An Update on Data Warehouse Work at SMU
SMU is often required to report information and make decisions based on institution-wide data, but accumulating that data can be extremely time-consuming and difficult. Even for questions as simple as what defines an academic department, degree or major across the University, it’s often impossible to compare and contrast data from school to school or to report accurately across the University due to discrepancies – for instance, some departments list “majors,” others “concentrations,” still others “tracks.” And for more complicated issues, such as those involving student retention or substance abuse or university admissions, the problems of siloed data in different forms in myriad departments mean months of labor by teams of people just to gather basic information.
To combat this problem, the Office of Operational Excellence launched a Data Warehouse Initiative in June 2016. The purpose of a Data Warehouse is to take large amounts of data, from different sources on campus and in different formats, and transform it into consistent, accurate and useful information.
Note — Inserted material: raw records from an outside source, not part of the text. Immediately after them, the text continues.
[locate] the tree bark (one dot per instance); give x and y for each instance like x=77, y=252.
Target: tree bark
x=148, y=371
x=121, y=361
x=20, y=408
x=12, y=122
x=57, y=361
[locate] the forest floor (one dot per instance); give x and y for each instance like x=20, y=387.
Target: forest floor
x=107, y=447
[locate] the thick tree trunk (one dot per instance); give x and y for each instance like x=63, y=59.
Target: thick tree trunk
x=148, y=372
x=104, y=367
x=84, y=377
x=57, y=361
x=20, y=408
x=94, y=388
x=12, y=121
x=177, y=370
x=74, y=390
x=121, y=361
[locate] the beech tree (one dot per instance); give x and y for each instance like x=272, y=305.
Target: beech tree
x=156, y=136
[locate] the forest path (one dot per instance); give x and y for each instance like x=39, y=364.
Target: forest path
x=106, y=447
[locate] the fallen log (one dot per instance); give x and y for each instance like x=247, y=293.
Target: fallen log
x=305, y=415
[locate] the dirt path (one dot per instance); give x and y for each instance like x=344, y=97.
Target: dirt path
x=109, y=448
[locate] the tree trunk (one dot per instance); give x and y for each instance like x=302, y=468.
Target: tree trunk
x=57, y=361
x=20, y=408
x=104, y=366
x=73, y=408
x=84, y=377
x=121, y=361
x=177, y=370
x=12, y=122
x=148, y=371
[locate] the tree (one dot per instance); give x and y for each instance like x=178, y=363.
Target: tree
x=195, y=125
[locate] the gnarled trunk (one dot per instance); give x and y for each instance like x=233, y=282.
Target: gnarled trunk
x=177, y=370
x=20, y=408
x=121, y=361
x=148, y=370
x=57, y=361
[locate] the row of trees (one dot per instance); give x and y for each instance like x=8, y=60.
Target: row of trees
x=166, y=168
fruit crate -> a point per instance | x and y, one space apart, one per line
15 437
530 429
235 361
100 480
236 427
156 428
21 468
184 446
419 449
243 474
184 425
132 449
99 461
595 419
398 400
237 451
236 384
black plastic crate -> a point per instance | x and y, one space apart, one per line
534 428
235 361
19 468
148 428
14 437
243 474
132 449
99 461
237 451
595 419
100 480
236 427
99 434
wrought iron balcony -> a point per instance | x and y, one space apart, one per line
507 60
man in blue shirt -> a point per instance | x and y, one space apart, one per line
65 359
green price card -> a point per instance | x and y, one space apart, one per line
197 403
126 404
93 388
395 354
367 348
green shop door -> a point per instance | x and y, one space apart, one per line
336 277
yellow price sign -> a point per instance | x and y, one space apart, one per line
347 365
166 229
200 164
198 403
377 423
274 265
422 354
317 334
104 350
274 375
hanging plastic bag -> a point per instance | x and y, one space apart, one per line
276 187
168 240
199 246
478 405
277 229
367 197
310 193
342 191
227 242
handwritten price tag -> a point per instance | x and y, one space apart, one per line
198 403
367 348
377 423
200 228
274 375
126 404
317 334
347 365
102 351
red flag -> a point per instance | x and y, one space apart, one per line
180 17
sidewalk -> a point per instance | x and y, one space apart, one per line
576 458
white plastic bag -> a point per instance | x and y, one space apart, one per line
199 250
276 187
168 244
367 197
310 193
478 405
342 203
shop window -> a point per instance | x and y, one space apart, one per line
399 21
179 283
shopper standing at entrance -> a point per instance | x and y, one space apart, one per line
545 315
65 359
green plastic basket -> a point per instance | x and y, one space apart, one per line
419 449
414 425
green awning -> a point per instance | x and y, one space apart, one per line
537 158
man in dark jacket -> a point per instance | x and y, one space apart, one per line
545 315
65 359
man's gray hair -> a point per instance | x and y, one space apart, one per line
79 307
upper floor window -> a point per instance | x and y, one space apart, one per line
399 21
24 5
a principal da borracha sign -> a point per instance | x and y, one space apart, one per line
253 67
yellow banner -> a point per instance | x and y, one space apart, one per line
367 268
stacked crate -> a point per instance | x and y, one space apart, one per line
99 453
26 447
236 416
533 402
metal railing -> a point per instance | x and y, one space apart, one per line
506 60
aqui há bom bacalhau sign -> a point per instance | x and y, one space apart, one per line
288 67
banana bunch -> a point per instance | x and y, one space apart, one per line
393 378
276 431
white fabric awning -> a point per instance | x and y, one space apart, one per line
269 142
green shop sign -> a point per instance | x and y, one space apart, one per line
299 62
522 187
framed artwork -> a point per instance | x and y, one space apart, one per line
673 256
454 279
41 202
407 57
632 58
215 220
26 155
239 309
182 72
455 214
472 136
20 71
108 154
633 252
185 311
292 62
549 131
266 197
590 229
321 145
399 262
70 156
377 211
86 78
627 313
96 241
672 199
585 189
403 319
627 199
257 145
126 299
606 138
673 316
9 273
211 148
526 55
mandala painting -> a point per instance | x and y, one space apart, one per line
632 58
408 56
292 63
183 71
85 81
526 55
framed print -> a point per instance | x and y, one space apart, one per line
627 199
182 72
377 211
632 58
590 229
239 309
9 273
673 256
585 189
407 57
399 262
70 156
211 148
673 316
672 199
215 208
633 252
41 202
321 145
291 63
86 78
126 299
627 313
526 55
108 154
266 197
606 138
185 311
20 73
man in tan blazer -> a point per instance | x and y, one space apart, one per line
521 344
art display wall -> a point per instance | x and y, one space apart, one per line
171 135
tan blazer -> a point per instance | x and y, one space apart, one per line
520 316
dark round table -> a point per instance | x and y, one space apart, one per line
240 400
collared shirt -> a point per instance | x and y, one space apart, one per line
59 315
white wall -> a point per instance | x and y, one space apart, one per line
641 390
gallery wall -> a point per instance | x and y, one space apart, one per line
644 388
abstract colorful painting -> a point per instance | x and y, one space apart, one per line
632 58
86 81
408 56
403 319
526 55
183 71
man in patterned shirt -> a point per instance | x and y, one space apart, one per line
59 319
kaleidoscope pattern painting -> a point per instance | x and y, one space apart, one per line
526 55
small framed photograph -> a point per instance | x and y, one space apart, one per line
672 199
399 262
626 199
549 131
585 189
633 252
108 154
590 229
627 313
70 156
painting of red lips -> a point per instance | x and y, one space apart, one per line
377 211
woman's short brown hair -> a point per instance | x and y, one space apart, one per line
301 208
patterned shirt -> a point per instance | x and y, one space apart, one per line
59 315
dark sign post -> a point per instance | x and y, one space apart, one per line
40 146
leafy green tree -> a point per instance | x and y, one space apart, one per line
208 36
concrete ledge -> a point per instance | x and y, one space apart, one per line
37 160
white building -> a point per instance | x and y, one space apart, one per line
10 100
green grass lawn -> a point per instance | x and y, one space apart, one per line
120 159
The ultimate goal is to enable SMU faculty and staff to access information more effectively to make better strategic, data-informed decisions.
Organizations and universities nationwide use data warehouses to transform thousands of bits of data into coherent information. Basically, a data warehouse is a relational database designed for reporting and analysis rather than for transaction processing. A data warehouse pulls from systems across the university, simplifies, consolidates and transforms complex, unmatched data into usable, consistent data that can flow easily into analytics and visualization tools from which organizations can generate usable information. All parts of the organization then have the ability to draw from a rich, trusted information source.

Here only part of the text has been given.